Auch wenn man sich nicht immer darüber bewusst ist, kaum Jemand kann von sich behaupten, dass er die positive Strafe noch nie angewandt hat

  • du rufst deinen Hund zu dir. Da er nicht gleich beim ersten Rufen kommt, wirst du ärgerlich, zeigst dies auch deutlich durch deine Körpersprache und Stimme und nimmst ihn zur Strafe auch gleich an die Leine
  • Dein Hund bellt dich mitten in einem Gespräch an, weil ihn etwas beunruhigt. Du meinst, er bellt dich einfach aus Langeweile an und schimpfst ihn aus
  • Ein fremder Hund biegt unmittelbar vor euch in die Strasse ein. Vor lauter Schreck, nimmst du die Leine kürzer und ziehst deinen Hund zu dir
  •  Dein Hund setzt sich nicht gleich beim ersten Kommando hin. Deshalb machst du einen Schritt auf ihn zu…und siehe da, er setzt sich. Von nun an machst du immer schon beim Signal geben, einen Schritt auf ihn zu
  • ….

Die negative Strafe

Die negative Strafe wird auch frustrierende Strafe genannt, weil sie etwas Wünschenswertes entfernt oder vorenthält.

Auch diese Form der Strafe wird sehr oft unbewusst angewandt:

  • Dein Hund führt eine Übung nicht wie erwartet aus, deshalb versorgst du das Leckerchen wieder
  • Du rufst deinen Hund aus dem Spiel ab. Er kommt langsamer als erwartet, deshalb darf er nicht mehr zurück zum Spiel
  • Du lockst deinen Hund mit einem Leckerchen über ein Hindernis. Jedes Mal wenn er es fast erreicht hat, ziehst du es vor seiner Nase weg, damit er weiter läuft
  • Dein Hund bellt dich mitten in einem Gespräch an, weil ein fremder Hund ihn fixiert. Du meinst, er belle dich aus Langeweile an und drehst dich weg
  • Dein sonst sehr hibbeliger Hund sitzt seit 1 Minute ruhig neben dir, aber du beachtest ihn keinen Moment
  • ….

Wichtige Punkte, die bei der Verwendung von negativen Strafen beachtet werden müssen

Eine negative Strafe kann nur funktionieren, wenn wir den Hund bereits gelehrt haben, was er stattdessen tun soll:

  • Hinsetzen statt hochspringen
  • Handtouch statt anbellen
  • Ball holen statt Besucher verbellen
  • ….

Kennt er keine Alternative, kann es sein, dass er aus lauter Frust das unerwünschte Verhalten verstärkt zeigt oder gar auf andere unerwünschte Verhalten ausweicht.
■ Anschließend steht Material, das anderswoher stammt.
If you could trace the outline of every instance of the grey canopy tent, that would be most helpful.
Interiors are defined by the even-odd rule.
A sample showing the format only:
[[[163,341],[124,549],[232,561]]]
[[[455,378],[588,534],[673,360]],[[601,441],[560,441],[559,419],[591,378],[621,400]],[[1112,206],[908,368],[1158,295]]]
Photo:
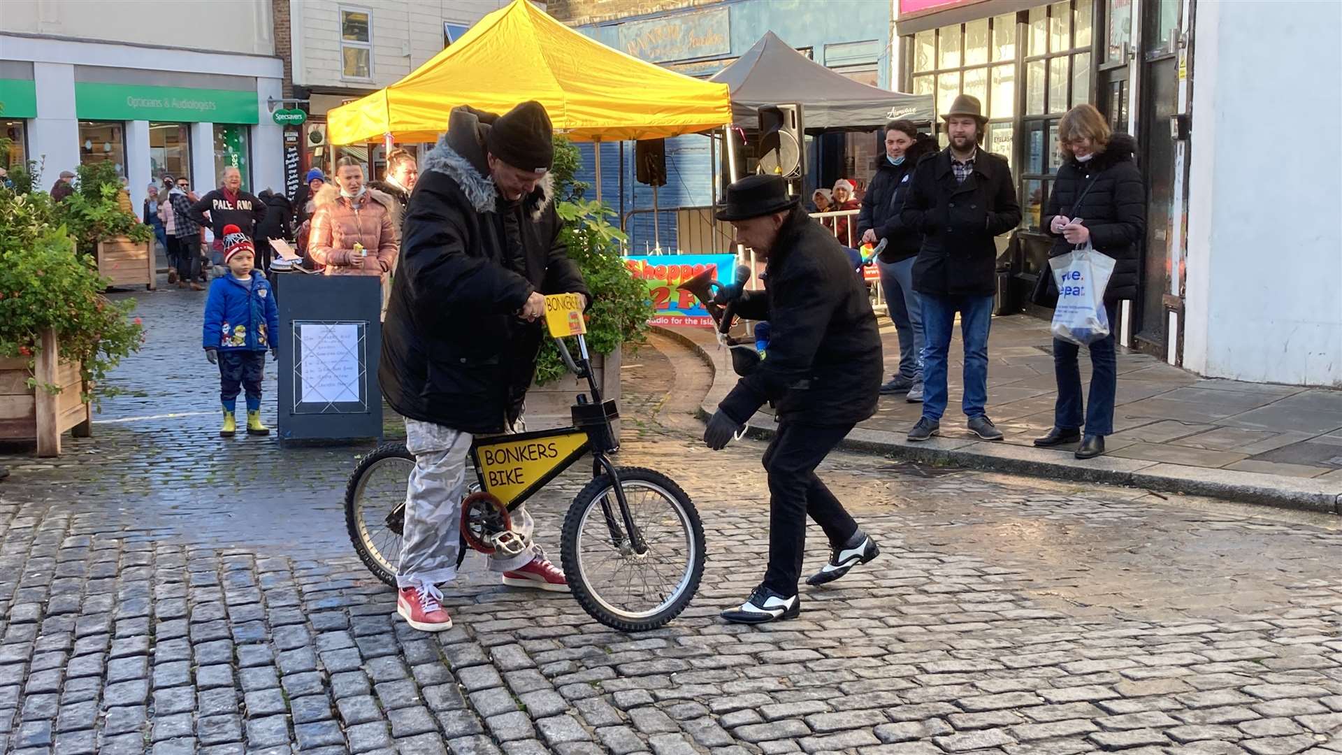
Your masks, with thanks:
[[[801,103],[807,133],[879,129],[903,118],[915,124],[935,118],[930,94],[905,94],[868,86],[835,73],[766,32],[714,82],[731,90],[731,118],[754,129],[765,105]]]

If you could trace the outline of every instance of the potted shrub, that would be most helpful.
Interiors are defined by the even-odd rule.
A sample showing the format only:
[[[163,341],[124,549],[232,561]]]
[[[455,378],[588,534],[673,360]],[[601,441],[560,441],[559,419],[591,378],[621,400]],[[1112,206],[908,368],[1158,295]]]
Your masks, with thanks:
[[[556,137],[556,200],[557,211],[565,220],[564,240],[569,259],[578,263],[582,279],[592,292],[586,310],[592,367],[603,398],[619,399],[620,349],[624,344],[646,341],[652,305],[643,283],[635,281],[624,266],[620,243],[625,235],[609,220],[615,211],[603,203],[582,199],[586,185],[573,180],[577,164],[577,148]],[[535,383],[527,391],[527,418],[537,418],[544,425],[568,423],[573,398],[582,391],[586,391],[586,382],[580,384],[569,375],[552,339],[542,340]]]
[[[75,192],[55,206],[56,219],[94,259],[109,286],[154,287],[154,234],[117,202],[121,177],[111,163],[79,165]]]
[[[90,431],[89,402],[109,394],[107,371],[144,337],[129,317],[136,302],[103,289],[50,196],[0,188],[0,439],[56,455],[63,431]]]

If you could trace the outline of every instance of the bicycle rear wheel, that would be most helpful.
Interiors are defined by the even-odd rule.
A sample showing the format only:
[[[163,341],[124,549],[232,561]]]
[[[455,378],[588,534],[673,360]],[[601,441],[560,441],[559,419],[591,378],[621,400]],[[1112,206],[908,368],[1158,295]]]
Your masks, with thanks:
[[[647,551],[632,547],[615,485],[601,474],[582,488],[564,520],[564,575],[592,618],[621,631],[647,631],[679,615],[699,588],[703,524],[670,477],[639,468],[617,474]]]

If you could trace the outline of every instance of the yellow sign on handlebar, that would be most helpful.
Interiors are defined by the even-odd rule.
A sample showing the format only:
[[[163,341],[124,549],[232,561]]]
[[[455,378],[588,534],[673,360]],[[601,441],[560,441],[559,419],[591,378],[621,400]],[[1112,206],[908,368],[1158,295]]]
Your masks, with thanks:
[[[586,333],[582,320],[582,297],[578,294],[550,294],[545,297],[545,325],[550,336],[564,339]]]

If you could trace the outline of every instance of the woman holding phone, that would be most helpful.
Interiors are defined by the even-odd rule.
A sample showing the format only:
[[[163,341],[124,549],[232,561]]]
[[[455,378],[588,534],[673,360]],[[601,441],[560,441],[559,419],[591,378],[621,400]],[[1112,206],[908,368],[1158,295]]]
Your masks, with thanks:
[[[1048,197],[1043,224],[1057,236],[1049,257],[1059,257],[1090,242],[1091,247],[1117,262],[1104,289],[1104,312],[1110,335],[1090,348],[1090,400],[1082,402],[1080,347],[1053,339],[1053,373],[1057,403],[1053,429],[1035,445],[1060,446],[1080,441],[1076,458],[1104,453],[1104,435],[1114,433],[1114,395],[1118,364],[1114,351],[1118,332],[1118,302],[1137,298],[1138,245],[1146,234],[1146,189],[1133,160],[1137,142],[1127,134],[1111,133],[1104,117],[1091,105],[1078,105],[1057,124],[1059,148],[1066,156]],[[1053,301],[1057,287],[1048,281]],[[1084,434],[1082,433],[1084,422]]]

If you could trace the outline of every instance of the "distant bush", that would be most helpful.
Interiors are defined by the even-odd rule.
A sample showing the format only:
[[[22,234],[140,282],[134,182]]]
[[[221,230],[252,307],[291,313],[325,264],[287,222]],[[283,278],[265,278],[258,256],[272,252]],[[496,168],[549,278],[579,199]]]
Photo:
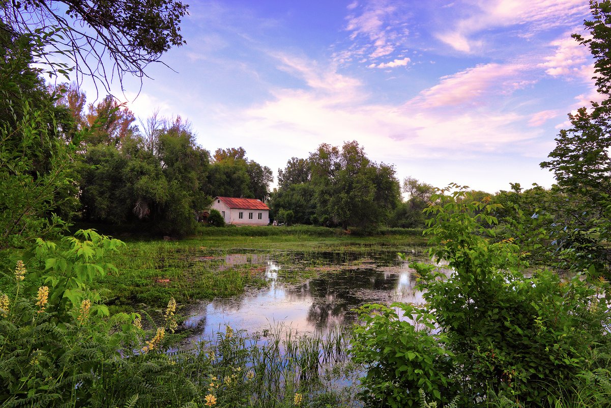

Generelle Gefahren von Strafen

  • Strafe ändert nicht die Emotion und Motivation des Hundes
  • ein gelerntes Verhalten wird nicht verlernt, sondern nur unterdrückt
  • der Hund zeigt danach evt. ein anderes unerwünschtes Verhalten
    (er knurrt andere Hunde an, er reagiert stärker auf Wildspuren)
  • Strafen hemmen Verhalten – auch erwünschte
  • eine Gewöhnung ist schwer zu vermeiden
    (und dann muss die Strafe immer stärker ausfallen, damit sie noch wirkt)
  • die Gefahr ist gross, dass der Hund von Fehlverknüpfungen macht
    (im Moment der Strafe sieht er ein Kind und glaubt, dieses sei Schuld )
  • Strafen kommen immer zu spät – der Hund hat das Verhalten schon ausgeführt
  • Strafen führen zu Angst, Stress, Frust und Aggression
  • Strafen können zu Beziehungskillern werden

Und eine weitere grosse Gefahr: Der Mensch belohnt sich mit jedem Strafreiz selbst, da der Hund zumindest kurzfristig mit seinem augenblicklichen Verhalten aufhört. Und was belohnt wird, wird auch beim Menschen öfters gezeigt. 

Dies alles sind Gründe, weshalb die positive Strafe gar nicht und die negative Strafe nur in gezielt und bewusst angewandt werden dürfen.

Generell sollte der Hund jedoch so ausgebildet werden, dass er die gewünschten Verhalten über Belohnungen lernen darf. Das bedeutet aber auch, dass man sich als Mensch Gedanken über das Training, den Trainingsweg und das Wesen seines Hundes macht.

Denn Gewalt und Strafen fangen dort an, wo Wissen und Können des Menschen aufhören. Genauso wenig sinnvoll ist es aber auch „den Hund einfach mal machen zu lassen“. 

Denn wenn man ein Lebewesen aufnimmt, heisst dies auch, Verantwortung für sein Verhalten zu übernehmen. Das heisst, ihm auch zu zeigen, was wir von ihm erwarten…und dies nicht über Strafen.